The simulations presented permit a deeper insight into the switching process of ferromagnetic nanoparticles. The results obtained are helpful for the development of future magnetic storage devices and also for the development of tailored nanostructures, which hinder or favor magnetization reversal.
Kurzfassung auf Deutsch: Das "Kryder Gesetz" sagt eine Verdopplung der Speicherkapazität von konventionellen Festplatten alle 13 Monate voraus. In den letzten drei Jahren hat die Speicherkapazität jedoch nicht wie erwartet zugenommen. Vielleicht stößt die gängige Festplattentechnik inzwischen an ihre Grenzen?

Die vorliegende Arbeit soll dazu beitragen, den Anstieg der Speicherkapazität in Zukunft wieder zu erhöhen. Um das zu erreichen, werden mit Hilfe von Monte Carlo Simulationen das Schaltverhalten von ferromagnetischen Teilchen einer Größe von nur wenigen Nanometern untersucht. Insbesondere befasst sich die Arbeit mit der Frage, ob sich eine schmale Domänenwand mit Hilfe eines polarisierten Tunnelstroms durch einen hart-magnetischen Nanodraht bewegen lässt. Der Tunnelstrom wird dabei durch die magnetische Spitze eines Rastertunnelmikroskops (RTM) in den Nanodraht induziert. Die Tunnel-Elektronen des polarisierten Stromes üben ein Drehmoment auf die Magnetisierung der Atome direkt unterhalb der RTM-Spitze aus und führen dadurch zu einer Verschiebung der Domänenwand. Darüber hinaus werden die superparamagnetischen Eigenschaften, also der Einfluss der Temperatur auf das Schalten von immer kleiner werdenden hart-magnetischen Nanoteilchen ermittelt. Insbesondere wird untersucht, wie die Geometrie der Teilchen das Schalten beeinflusst.

Es wird eine klassische Monte Carlo Simulation verwendet, die auf einem Einzel-Spin-Update Metropolis Algorithmus basiert. Die untersuchten Nanoteilchen sind in einer Monolage mit offenen Randbedingungen angeordnet und bestehen aus 50-1600 Atomen. Die magnetischen Momente der Atome werden durch das Heisenberg Modell beschrieben. Die Atome treten miteinander über einen ferromagnetischen Austausch bis zum drittnächsten Nachbarn in Wechselwirkung und besitzen eine starke magnetische Anisotropie, die zu einer Magnetisierungsausrichtung entlang einer Achse in der Ebene führt.

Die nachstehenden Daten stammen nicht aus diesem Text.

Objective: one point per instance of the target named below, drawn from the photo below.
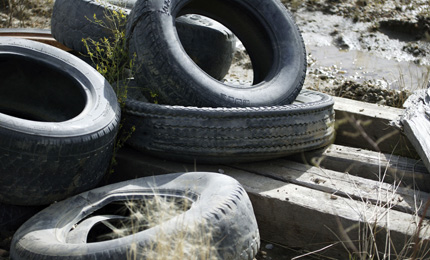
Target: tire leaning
(266, 29)
(225, 135)
(218, 201)
(210, 45)
(58, 122)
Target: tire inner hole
(33, 89)
(139, 215)
(229, 48)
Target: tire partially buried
(209, 45)
(266, 29)
(214, 218)
(224, 135)
(58, 121)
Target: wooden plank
(298, 216)
(368, 126)
(372, 165)
(417, 129)
(341, 184)
(416, 123)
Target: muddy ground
(376, 51)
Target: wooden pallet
(329, 199)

Die Simulationen zeigen, dass es möglich ist, eine einzelne domänenwand in einem Nanodraht mit Hilfe eines lokal eingespeisten Stromes gezielt zu verschieben. Es wird aber auch gezeigt, dass magnetische Defekte, beschrieben durch Gitterpunkte
mit veränderten magnetischen Eigenschaften, eine erfolgreiche Manipulation der Domänenwand durch Pinning an den Defekten erschweren oder sogar verhindern können. Temperaturabhängige Simulationen ergeben, dass man durch die Auswertung der Korrelationen zwischen den magnetischen Momenten der Atome
die superparamagnetischen Eigenschaften der Teilchen genau definieren kann. Aus den Simulationen lassen sich die kritischen Temperaturen bestimmen, bei denen sich die magnetischen Eigenschaften des Teilchens verändern. Eine Untersuchung
der Magnetisierungsdynamik von Fe=W(110) Nanoinseln weist, wie bereits experimentell vorhergesagt, eine deutliche Abhängigkeit von der Geometrie der Inseln auf. Der Grund hierfür liegt in dem anisotropen Austausch sowie in dem Mechanismus
der Magnetisierungsumkehr.

Die vorgestellten Simulationen geben einen tieferen Einblick in die Schaltprozesse von ferromagnetischen Nanoteilchen. Die daraus gewonnenen Erkennt nisse sind hilfreich für die Entwicklung von zukünftigen magnetischen Speichermedien oder für die Entwicklung maßgeschneiderter Nanostrukturen, in denen eine Magnetisierungsumkehr gezielt erschwert oder erleichtert werden soll.